Further, even if the evidence of the abuse is admissible through a hearsay exclusion or exception, admission of the evidence violates the Our Oregon Constitution Article I, section 11 and Sixth Amendment to the United States Constitution rights to confront the witnesses against him.[2] To overcome confrontation rights when a witness is unavailable, the hearsay evidence must have sufficient indicia of trustworthiness.

NEXT PAGE: Oregon Character Evidence: Jury Instructions (10 of 10)

[1] This is similar to the concept of confirmation bias.  Confirmation bias is the tendency to search for, interpret, favor, and recall information in a way that confirms one’s beliefs or hypotheses, while giving disproportionately less consideration to alternative possibilities.  The notion of confirmation bias is so well-established, so widely-accepted, that it is routinely included in the canon of what psychology professors teach entry-level students.  This bias is therefore discussed in a textbook for first-year students.  e.g., Gleitman, H., Gross, J. & Reisberg, D. (2011). Psychology / 8th edition.  NY: WWNorton. It is also covered in textbooks for second-year students. e.g., Reisberg, D. (2015) Cognition: Exploring the science of the mind / 6th edition.  NY: WWNorton.

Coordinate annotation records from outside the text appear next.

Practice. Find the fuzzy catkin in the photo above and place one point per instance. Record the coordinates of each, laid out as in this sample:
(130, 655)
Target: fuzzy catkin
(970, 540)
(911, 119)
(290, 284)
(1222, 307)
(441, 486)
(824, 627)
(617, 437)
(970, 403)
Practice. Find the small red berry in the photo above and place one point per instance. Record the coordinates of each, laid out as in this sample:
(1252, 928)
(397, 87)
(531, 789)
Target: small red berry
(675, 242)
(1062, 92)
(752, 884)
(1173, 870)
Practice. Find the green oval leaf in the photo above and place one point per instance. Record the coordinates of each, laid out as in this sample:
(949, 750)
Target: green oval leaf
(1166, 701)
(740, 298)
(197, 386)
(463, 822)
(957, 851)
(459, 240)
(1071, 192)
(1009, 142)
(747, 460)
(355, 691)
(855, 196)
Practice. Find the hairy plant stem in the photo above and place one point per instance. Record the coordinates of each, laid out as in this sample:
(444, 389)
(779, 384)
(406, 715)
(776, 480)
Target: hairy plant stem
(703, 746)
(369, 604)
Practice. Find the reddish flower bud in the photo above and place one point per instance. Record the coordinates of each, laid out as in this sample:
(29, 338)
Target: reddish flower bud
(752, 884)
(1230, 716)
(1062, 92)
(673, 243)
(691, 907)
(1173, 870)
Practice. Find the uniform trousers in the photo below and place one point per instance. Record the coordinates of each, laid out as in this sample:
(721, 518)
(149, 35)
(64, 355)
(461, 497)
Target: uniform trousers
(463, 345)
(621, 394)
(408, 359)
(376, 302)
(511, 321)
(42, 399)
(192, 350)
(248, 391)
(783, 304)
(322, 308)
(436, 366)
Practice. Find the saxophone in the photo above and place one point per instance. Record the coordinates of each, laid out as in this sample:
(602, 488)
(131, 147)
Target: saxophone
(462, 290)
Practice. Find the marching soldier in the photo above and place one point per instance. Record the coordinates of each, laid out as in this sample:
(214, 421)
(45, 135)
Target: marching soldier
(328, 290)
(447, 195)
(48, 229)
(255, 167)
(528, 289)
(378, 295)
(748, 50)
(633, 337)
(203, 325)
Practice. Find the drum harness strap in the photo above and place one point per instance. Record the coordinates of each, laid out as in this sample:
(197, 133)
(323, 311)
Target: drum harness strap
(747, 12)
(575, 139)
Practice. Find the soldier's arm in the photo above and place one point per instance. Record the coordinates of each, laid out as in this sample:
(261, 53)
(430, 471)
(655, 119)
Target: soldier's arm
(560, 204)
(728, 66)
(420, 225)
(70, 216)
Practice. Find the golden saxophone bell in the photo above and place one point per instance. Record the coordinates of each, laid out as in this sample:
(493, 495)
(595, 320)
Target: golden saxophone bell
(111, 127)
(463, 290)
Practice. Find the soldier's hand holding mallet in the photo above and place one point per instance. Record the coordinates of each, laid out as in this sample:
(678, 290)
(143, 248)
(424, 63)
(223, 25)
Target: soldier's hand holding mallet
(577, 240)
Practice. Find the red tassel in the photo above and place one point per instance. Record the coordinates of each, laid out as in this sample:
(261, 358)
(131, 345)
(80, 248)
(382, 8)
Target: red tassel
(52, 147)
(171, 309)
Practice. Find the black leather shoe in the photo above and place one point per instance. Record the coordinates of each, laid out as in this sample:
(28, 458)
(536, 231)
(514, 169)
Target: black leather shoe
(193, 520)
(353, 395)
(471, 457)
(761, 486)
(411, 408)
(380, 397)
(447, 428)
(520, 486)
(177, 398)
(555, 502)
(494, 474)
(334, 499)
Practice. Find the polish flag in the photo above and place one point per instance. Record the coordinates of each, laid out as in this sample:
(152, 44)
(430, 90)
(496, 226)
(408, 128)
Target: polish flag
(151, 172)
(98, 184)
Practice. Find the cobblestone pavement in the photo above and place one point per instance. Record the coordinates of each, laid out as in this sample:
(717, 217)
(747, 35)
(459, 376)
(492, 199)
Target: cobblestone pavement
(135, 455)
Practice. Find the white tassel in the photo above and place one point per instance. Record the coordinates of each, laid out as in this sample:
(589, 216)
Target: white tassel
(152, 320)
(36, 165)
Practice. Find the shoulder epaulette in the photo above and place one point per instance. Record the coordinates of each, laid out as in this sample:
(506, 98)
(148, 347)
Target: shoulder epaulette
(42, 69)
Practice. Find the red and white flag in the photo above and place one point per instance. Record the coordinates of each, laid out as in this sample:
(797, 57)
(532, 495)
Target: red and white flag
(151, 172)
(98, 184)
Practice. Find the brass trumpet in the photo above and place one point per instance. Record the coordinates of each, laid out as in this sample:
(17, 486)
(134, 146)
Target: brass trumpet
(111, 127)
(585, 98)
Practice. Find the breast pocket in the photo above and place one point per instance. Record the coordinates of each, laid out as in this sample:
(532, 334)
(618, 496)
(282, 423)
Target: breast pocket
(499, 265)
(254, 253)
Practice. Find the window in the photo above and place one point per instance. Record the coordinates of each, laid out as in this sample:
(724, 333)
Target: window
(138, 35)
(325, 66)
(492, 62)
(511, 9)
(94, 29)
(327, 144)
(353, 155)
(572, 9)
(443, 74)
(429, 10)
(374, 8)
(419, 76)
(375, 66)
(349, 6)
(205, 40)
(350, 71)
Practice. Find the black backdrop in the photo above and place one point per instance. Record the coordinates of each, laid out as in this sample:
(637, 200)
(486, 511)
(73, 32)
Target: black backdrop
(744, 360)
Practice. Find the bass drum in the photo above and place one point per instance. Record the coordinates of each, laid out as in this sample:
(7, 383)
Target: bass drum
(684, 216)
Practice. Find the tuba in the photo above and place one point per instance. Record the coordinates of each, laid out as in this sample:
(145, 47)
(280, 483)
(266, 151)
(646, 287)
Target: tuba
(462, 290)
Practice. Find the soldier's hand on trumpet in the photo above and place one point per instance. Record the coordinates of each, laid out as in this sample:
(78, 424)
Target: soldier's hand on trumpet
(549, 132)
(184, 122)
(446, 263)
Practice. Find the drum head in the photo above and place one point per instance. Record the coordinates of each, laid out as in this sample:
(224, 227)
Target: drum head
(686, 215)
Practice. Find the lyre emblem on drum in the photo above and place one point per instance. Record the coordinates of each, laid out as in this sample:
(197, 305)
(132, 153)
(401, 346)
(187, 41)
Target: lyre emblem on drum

There is also a considerable amount of research in confirmation bias focused on the judicial system.  Confirmation bias is a problem for police officers, and shapes their interrogations.  Kassin, S.M., Goldstein, C.J., & Savitsky, K. (2003). Behavioral confirmation in the interrogation room: On the dangers of presuming guilt, Law and Human Behavior, 27, 187-303.

Also, there is a body of research that once there is a confession (truthful or not) it creates confirmation bias that distorts the rest of the investigation.  Kassin, S.M., Bogart, D. & Kerner, J. (2012), Confessions that corrupt: Evidence from the DNA exoneration case files, Psychological Science, 23, 41-45. And it is not just police and jurors who show this effect.  A lot has been written recently about confirmation bias in the so-called “forensic sciences.”  Kassin, S.M., Dror, I.E., & Kukucka, J. (2013), The forensic confirmation bias: Problems, perspectives, and proposed solutions, Journal of Applied Researching Memory and Cognition, 2, 42-52. Confirmation bias is also easy to show in eyewitnesses.  For example, if you know someone has confessed (truthfully or not), it biases eyewitness identifications.  Hasel, L.E. & Kassin, S.M. (2009), On the presumption of evidentiary independence: Can confessions corrupt eyewitness identifications?, Psychological Science, 20, 122-126. Then, finally, confirmation bias is also a problem for juries.  The place this is best-documented is in the effect of pretrial publicity (PTP).  Even if the jury succeeds in setting aside the PTP, the PTP can still create a “lens” through which the jury views all subsequent evidence.  This is referred to as “predecisional distortion” of the evidence.  In such cases, the jury can legitimately claim they followed a judge’s instruction to focus entirely on the trial evidence — but the jury will still be biased, because they viewed the evidence from a perspective that was biased from the start.  Hope, L., Memon, A. & McGeorge, P. (2004), Understanding pretrial publicity: Predecisional distortion of evidence by mock jurors, Journal of Experimental Psychology: Applied, 10, 111-119.

[2] In criminal actions, evidence of other crimes, wrongs or acts by the defendant is admissible if relevant except as provided by the Oregon Constitution and the United States Constitution. OEC 404(4)(c)-(d).